The viewing is very much a bodily experience – an experiment in juggling so many different ways of seeing and perceiving that the combined effect is likely to leave one reeling, quite literally. It is possible to walk towards the glittering surfaces of ‘Untitled, 2010’ and ‘Untitled, 2008’ as well as the multiple ‘Non-Objects’ and feel one’s sense of space and proximity flounder. There is a point at which one feels inclined to almost ‘tip over’ into the illusory spaces they create.* These are not so much sculptures as they are cleverly designed rabbit-holes that test our notions of up and down, big and small, motion and stillness. And lest one get too drawn into the polish and gleam of metal, two large waxworks anchor the exhibition space with their looming solidity. ‘Shooting into the Corner’ is the more spectacular of the two, consisting of a cannon-like device that shoots wax pellets onto a white wall.

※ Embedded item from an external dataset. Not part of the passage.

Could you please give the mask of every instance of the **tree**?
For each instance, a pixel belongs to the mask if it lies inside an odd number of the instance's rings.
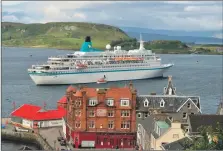
[[[217,127],[200,127],[201,137],[195,138],[189,150],[223,150],[223,127],[217,123]]]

The echo of the shot reverberates loudly, deliberately unsettling viewers and introducing an aural element into the show.

I saw the exhibition as part of a guided tour, and while the guide left much to be desired, I was impressed by the degree to which audiences were moved – either intellectually or physically – by what Kapoor had created. Men and women of different ages walked back and forth between the pieces, examining their own widths and heights from all angles, pulling funny faces. People spoke articulately about how the works affected them, interested them, excited them. One person noted the contradiction between the fluidity of the metal, and the heaviness of the wax. Another spoke about reflections and new perceptions. Someone else got so nauseous that he had to leave the room. All of this happened in spite of the fact that the venue – run down and devoid of personality – was ill chosen, and the placement of some of the works seemingly arbitrary.

It has been a while since a show in Bombay has done something to its audience. I suspect that while some of us enjoy thinking about art, many more of us enjoy responding to it. I recommend this show - because it is Anish Kapoor, because it is his first time exhibiting in India, because Bandra is conveniently located, because the works are distinctive, but mostly because they have to be encountered, rather than seen.


*Which is probably why there are so many anxious docents posted on ‘guard duty.’